一方、バックエンドはファイル数が少ないため、非常にシンプルな構成になっています。将来的に規模が大きくなった場合、Go standardsに従って、より複雑な構成に拡張していく予定です。
todo-app/
├── backend/ # バックエンドのコード
│ ├── main.go # エントリーポイント
│ ├── handlers/ # APIハンドラー
│ │ └── todo.go # Todoに関するハンドラー
│ ├── models/ # Todoモデル
│ │ └── todo.go # Todoモデル定義
│ ├── database/ # データベース接続関連
│ │ └── db.go # データベース接続処理
│ └── Dockerfile # バックエンドのDockerfile
├── frontend/ # フロントエンドのコード
│ ├── src/ # Vue.jsのソースコード
│ │ ├── components/ # Vueコンポーネント
│ │ ├── views/ # ビュー
│ │ ├── App.vue # アプリケーションのメインコンポーネント
│ │ └── main.js # エントリーポイント
│ ├── public/ # 公開リソース(index.htmlなど)
│ │ └── index.html # アプリケーションのHTMLエントリーポイント
│ ├── nginx.conf # Nginxの設定ファイル
│ ├── package.json # プロジェクトの依存関係とスクリプトを管理するファイル
│ └── Dockerfile # フロントエンドのDockerfile
├── db/ # データベース設定(Docker Compose用)
│ └── init.sql # 初期データのSQLスクリプト
├── docker-compose.yml # Docker Compose設定ファイル
├── go.mod # go.mod
├── go.sum # go.sum
└── README.md # プロジェクトの説明書
Frontendについて
フロントエンドのディレクトリは分けてありますが、実際にコードを追加したのはApp.vue
ファイルのみです。アプリケーションがシンプルだったので、すべてApp.vue
にまとめても問題ないと判断し、そのままにしました。この形だと、全てのコードを一度に選択してコピー&ペーストできるので、ChatGPTへの質問もスムーズに行えました。
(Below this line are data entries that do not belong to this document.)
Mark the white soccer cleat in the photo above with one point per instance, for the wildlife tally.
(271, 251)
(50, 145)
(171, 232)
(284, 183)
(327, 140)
CSSに関しては、「この辺をいい感じにして」というざっくりした指示でも、思った通りに仕上げてくれて感動しました。JavaScriptは基本的に理解している程度で、正しい形がわからない部分もあったため、評価は難しいですが、要件に合わせて関数を定義することで最低限の変更で済ませました。もっと全体最適化を意識したコードを出力させていれば、どうなったのか気になります。
Backendについて
Todoアプリを迅速に作ることを目指していたため、バックエンドは簡素な作りになっています。せっかくなので簡単な単体テストくらいは書いておけば良かったと感じています。全体的にコード量が少ないので、まあ仕方がない部分もありますが、database/db.go
の中で接続の確立部分とDB操作部分を分けた方がよかったかもしれません。
また、DB
ディレクトリがinit.sql
しかないのはさみしいので、今後追加していきたいと考えています。
終わりに
記事を書くことには最初は懐疑的でしたが、試してみた結果、アウトプットの効果を実感しました。具体的なメリットとしては以下の3点が挙げられます。
- 学びを言語化することで理解が深まる
- 不完全な理解を改めて調べる機会が生まれる
- 次回はもっと良いものを作ろうというモチベーションが高まる
これらは「アウトプットのメリット」としてよく言われていることですが、実際に自分で体験してみるとその効果が実感できます。今後も定期的に学びをアウトプットするために記事を書こうという気持ちになりました。
タイトルと内容が少しズレてしまいましたが、最後まで読んでいただき、ありがとうございました。